= Ademey =

Extinct Circassian tribe

The Adameys or Adamians (Адэмый) were a Circassian tribe who were massacred in the Circassian genocide. Today, they are assimilated into the Chemguy tribe and reduced to a small family in the village of Adamy.

== History ==
The Adameys were first mentioned in 1667 in the reports of the Turkish traveler Evliya Çelebi, who reported:

"Adamey... Having crossed the Khyr-Karokh mountains, we crossed the rivers Sup, Edi-Kyutuk and Psekups. "Pshuko" Adameys are located at the foot of the Abkhaz mountains on the bank of the river Kyzlar-algan (Psekups) and has 500 houses. The leader of the Adamey tribe lives here, his name is Diguzi-Bey. All of them - noble and well-born - are sayyids from hereditary Circassians..."

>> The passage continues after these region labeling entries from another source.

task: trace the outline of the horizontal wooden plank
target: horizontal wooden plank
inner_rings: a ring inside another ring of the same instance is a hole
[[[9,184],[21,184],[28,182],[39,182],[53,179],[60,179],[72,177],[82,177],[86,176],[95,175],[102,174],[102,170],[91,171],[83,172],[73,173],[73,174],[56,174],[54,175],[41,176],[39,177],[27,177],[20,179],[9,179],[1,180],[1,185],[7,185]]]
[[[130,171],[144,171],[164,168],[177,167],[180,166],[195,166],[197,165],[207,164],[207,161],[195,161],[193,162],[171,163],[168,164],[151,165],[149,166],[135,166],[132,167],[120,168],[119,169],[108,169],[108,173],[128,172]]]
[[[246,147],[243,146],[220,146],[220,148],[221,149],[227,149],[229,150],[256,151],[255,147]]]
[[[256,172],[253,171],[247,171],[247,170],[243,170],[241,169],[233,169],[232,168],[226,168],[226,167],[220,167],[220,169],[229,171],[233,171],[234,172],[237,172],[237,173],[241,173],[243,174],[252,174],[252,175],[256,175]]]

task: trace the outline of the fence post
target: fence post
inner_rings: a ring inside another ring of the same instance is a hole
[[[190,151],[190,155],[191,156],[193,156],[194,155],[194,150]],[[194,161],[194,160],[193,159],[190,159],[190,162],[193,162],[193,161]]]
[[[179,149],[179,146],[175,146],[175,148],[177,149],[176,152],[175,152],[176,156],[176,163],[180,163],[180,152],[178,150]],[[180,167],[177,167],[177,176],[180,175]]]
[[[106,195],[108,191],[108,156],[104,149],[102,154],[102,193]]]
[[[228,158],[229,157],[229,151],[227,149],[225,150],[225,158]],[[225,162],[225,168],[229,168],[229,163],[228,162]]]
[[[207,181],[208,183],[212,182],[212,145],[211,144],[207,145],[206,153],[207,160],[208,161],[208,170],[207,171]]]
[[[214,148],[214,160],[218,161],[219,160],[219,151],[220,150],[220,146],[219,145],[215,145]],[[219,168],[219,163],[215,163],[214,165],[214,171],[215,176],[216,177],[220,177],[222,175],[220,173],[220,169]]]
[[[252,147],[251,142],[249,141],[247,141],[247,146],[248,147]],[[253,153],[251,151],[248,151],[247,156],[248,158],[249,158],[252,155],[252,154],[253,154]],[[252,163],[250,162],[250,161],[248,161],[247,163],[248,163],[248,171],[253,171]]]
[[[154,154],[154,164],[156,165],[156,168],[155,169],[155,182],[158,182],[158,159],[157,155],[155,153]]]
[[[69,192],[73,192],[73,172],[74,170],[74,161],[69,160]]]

According to Evliya Çelebi's report, this is how the tribe adopted its name:

"In the rocks to the south of the giant sacred tree of the Adameys, there are a number of huge caves. From one cave flows a river, which must be crossed to come to the main cave. In this cave, there is a bronze statue of a human. The bronze man holds a bronze club in his hand. Behind the bronze man, there is a door leading to countless treasures. Only those who do not touch the valuables can leave the cave alive. The Circassian tribe living in this area is called Adamey after the name of that bronze man. According to the legend, the treasury in the cave was built by Dhu al-Qarnayn."
— Evliya Çelebi

Semyon Mikhailovich Bronevsky wrote in his 1823 description:

"Adamey is a small tribe, lives further to the east and includes several villages located along the Shag-Vasu river and the rivers Pshaga and Pshish, adjacent to the Temirgoys and depending on them..."
The majority of Ademeys were destroyed in the Circassian genocide. The survivors were first exiled to the Balkans in 1864 (see Circassians in Bulgaria), and later settled in Turkey where they assimilated into other tribes or Turks.